The good news: the experience is wheelchair accessible and conducted in English, so it’s easier to participate and understand what’s on the grill.

Should you book this Reykjavík teppanyaki and fire show?

Reykjavík: 7-Course Teppanyaki Tasting Menu with Fire Show - Should you book this Reykjavík teppanyaki and fire show?
I’d book it if you want a dinner that does three jobs at once: gives you a full Icelandic tasting menu, adds real live teppanyaki showmanship, and tucks in a winter aurora chance near the sea. At $120, you’re paying for the experience as much as the food, and the pacing makes it an efficient use of your evening.

Skip it or think twice if you’re chasing the northern lights as your main goal. The show and meal are the reliable parts. The aurora is not.

If you’re deciding today, a simple test helps: do you want to spend 1.5 hours being entertained while you eat a sequence of Icelandic courses? If yes, this is a very practical way to turn Reykjavík nights into stories you can taste.

FAQ

FAQ

Where do I check in for the experience?

You check in with the staff at Flame Restaurant and Bar in Reykjavík.

How long does the teppanyaki tasting menu last?

The experience duration is 1.5 hours.

What does a ticket cost?

The price is $120 per person.

What’s included in the 7-course menu?

The experience includes a 7-course teppanyaki tasting menu featuring items such as beef carpaccio, tempura Icelandic langoustine in homemade lava sauce, Japanese rice, mixed fresh vegetables, Icelandic arctic charr with teriyaki sauce, free-range Icelandic lamb with pepper sauce, and blueberry Skýr yogurt.
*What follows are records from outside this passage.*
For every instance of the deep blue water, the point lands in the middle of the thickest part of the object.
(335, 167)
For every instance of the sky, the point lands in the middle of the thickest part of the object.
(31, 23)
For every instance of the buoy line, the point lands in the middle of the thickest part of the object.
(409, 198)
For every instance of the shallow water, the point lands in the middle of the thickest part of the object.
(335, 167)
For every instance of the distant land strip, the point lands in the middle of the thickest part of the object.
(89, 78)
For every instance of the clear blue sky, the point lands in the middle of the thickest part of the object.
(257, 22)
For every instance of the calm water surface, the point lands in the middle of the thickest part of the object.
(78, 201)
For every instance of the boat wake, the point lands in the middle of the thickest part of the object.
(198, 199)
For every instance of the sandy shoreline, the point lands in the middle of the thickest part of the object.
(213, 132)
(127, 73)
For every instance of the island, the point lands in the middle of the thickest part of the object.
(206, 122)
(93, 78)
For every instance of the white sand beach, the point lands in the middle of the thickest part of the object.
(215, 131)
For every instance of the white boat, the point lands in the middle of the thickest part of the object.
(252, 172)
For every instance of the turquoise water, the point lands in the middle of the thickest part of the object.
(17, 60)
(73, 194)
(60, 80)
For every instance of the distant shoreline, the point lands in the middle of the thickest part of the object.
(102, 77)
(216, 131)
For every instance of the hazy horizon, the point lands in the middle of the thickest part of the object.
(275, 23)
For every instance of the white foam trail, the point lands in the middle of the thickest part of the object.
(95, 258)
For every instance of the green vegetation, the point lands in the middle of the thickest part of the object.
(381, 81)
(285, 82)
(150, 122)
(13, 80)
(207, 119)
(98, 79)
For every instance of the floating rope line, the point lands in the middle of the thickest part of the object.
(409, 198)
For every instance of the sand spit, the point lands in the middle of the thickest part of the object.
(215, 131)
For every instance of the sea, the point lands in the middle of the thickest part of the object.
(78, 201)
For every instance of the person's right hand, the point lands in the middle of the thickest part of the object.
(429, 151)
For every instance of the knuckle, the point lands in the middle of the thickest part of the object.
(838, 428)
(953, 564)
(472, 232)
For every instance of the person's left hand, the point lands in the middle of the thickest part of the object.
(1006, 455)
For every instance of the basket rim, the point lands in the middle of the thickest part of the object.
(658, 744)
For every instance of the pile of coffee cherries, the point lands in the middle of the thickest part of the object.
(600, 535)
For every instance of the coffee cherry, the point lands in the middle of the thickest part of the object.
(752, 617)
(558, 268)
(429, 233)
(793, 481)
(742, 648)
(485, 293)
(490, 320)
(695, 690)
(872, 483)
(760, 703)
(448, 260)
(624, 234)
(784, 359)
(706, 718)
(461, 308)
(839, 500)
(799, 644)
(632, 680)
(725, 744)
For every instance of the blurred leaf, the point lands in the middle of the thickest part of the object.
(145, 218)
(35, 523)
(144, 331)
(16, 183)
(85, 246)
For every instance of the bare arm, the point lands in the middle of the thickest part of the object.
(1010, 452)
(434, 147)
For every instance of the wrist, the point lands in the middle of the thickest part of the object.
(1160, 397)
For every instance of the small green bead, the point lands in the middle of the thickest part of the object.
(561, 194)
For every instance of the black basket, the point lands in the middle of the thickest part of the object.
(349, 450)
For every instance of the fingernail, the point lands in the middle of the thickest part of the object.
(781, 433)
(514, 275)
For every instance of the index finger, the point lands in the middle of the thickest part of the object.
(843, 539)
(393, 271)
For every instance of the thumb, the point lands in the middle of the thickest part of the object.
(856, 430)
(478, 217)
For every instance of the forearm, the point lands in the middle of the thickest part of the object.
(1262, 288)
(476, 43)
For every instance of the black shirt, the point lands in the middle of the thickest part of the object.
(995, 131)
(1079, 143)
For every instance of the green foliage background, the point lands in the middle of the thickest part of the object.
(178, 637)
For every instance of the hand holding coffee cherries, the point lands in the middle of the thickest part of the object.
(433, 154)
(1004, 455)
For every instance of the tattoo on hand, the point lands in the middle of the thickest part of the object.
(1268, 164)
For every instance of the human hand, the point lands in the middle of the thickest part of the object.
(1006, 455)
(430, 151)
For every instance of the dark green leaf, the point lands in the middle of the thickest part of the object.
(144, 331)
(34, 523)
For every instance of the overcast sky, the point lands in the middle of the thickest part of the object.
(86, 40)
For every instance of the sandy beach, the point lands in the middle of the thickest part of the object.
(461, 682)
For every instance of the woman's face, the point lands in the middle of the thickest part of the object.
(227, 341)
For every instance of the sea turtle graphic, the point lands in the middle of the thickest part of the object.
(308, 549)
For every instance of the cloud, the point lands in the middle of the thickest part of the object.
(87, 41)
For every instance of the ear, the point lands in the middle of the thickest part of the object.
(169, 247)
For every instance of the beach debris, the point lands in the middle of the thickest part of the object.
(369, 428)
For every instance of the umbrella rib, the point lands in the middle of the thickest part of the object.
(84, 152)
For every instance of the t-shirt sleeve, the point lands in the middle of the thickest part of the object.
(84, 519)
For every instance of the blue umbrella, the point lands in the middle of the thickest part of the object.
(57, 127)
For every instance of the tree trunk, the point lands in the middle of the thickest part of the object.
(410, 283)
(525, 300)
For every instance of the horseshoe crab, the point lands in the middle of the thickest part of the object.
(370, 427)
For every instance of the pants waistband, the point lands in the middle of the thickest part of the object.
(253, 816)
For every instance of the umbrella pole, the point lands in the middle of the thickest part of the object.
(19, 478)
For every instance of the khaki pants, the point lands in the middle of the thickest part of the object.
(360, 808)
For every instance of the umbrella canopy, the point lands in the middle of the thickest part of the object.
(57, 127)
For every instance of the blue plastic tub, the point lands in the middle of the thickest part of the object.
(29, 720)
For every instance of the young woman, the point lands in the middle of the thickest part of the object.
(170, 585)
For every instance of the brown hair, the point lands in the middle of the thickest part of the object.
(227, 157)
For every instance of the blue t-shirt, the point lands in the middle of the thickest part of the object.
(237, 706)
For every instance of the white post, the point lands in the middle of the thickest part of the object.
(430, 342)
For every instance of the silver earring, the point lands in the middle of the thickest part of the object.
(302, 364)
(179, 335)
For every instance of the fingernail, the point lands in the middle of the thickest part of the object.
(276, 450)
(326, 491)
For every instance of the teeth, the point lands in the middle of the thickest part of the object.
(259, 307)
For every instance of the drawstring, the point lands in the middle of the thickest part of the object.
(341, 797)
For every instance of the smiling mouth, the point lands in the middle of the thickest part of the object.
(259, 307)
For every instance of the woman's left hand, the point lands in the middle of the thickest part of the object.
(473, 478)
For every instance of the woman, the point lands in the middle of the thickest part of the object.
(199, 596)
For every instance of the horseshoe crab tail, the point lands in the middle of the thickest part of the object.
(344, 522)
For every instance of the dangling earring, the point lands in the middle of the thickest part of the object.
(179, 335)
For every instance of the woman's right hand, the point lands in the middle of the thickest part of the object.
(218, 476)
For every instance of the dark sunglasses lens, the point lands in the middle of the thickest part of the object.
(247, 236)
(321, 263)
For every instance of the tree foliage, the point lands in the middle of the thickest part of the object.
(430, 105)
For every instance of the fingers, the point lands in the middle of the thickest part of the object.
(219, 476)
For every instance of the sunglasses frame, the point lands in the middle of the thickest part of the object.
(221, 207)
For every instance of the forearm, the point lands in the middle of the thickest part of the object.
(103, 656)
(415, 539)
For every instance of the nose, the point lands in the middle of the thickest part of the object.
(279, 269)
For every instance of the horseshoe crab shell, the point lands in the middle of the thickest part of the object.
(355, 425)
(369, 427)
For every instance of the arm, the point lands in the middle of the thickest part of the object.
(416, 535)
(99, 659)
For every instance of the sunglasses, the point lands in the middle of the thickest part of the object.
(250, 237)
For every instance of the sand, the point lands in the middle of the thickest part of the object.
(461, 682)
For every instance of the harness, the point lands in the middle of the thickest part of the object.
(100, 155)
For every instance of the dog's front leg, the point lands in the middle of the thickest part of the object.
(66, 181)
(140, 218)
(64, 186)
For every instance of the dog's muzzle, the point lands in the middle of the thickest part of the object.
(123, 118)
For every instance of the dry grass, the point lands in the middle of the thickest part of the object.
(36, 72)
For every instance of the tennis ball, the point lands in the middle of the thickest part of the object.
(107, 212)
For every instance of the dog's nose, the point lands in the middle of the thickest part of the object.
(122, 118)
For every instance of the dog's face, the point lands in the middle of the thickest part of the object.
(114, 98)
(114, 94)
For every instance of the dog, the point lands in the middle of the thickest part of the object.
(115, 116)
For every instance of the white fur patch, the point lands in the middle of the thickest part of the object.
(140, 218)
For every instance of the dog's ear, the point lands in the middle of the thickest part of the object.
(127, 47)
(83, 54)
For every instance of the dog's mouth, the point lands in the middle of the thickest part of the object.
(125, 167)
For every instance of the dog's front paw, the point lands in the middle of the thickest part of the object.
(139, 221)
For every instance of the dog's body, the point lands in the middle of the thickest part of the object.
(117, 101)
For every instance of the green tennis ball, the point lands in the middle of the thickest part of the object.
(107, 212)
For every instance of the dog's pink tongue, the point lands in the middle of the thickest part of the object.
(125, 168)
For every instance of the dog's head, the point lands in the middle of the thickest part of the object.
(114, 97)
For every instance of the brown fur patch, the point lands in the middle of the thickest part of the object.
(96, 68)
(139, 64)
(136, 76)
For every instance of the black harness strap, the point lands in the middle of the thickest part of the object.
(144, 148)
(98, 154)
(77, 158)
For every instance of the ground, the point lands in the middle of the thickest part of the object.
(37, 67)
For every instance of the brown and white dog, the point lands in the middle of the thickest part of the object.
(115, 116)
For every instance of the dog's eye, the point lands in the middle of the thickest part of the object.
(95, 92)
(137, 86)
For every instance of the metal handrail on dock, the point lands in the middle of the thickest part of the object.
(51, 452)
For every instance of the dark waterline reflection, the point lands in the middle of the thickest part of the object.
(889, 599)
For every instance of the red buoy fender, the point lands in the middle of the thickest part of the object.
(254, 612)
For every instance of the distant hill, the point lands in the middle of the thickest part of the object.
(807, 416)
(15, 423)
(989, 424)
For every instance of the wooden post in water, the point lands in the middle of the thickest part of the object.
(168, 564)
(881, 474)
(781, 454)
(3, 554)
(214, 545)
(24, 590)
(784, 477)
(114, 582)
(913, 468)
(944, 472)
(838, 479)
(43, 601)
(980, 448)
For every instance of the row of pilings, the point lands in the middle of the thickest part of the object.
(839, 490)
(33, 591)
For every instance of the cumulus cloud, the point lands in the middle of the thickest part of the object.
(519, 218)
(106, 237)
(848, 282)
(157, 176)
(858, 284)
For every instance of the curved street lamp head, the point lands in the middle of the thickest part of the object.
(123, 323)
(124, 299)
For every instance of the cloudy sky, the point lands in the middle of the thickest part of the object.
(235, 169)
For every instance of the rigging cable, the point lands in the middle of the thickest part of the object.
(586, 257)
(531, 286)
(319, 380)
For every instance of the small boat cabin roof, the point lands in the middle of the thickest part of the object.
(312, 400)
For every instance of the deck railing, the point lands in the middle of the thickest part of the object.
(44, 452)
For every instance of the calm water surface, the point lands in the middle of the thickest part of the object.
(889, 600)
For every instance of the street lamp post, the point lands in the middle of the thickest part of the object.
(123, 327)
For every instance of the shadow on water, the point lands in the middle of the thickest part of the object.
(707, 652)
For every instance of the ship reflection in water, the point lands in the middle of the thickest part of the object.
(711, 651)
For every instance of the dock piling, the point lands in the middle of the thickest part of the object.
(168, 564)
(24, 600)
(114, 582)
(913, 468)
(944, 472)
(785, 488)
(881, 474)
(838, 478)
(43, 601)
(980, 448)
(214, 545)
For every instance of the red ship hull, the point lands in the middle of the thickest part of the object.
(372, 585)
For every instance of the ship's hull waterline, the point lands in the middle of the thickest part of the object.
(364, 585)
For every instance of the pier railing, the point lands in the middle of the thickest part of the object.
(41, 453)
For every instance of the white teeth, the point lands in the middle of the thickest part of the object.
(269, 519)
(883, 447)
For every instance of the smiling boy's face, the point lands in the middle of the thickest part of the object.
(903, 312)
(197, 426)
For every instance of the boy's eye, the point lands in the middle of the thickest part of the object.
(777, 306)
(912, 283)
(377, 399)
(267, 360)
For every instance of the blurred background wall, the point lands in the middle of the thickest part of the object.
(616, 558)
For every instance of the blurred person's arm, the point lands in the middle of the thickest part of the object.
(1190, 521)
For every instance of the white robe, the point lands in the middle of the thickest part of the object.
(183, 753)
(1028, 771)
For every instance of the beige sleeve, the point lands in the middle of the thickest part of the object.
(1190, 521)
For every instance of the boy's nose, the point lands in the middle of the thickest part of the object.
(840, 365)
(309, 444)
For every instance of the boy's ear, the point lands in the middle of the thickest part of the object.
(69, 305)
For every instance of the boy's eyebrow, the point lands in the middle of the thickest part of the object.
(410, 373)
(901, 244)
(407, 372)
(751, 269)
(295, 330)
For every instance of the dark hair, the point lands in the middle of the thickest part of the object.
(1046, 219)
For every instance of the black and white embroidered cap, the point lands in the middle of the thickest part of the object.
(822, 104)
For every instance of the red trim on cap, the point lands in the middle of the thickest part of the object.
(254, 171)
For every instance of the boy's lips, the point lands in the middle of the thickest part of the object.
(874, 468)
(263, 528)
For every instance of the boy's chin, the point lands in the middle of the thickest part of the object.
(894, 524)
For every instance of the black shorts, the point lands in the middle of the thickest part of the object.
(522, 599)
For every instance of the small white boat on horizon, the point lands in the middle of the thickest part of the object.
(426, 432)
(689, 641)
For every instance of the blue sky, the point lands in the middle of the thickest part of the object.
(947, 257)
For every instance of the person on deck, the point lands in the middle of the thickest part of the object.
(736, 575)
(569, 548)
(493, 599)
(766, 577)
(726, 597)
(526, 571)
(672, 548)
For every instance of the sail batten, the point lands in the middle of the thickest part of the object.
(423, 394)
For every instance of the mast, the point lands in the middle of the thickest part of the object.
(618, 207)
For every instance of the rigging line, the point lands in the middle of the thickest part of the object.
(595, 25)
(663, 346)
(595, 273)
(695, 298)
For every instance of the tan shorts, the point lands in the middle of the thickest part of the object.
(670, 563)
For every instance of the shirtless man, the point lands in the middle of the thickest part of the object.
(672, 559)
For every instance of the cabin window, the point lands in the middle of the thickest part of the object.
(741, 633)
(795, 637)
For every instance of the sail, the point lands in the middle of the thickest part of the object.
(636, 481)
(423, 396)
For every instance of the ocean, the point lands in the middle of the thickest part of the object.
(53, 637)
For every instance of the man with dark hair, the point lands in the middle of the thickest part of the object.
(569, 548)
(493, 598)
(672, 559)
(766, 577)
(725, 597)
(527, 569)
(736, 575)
Is the welcome drink included, and is it always sake?

Yes. You’ll get a welcome sake cocktail or a similar drink, and it’s included with your ticket.

Is transportation included?

No. Transportation is not included.

Is the restaurant wheelchair accessible?

Yes. The experience is listed as wheelchair accessible.

Can I guarantee seeing the northern lights?

No. The northern lights are a natural phenomenon and cannot be guaranteed.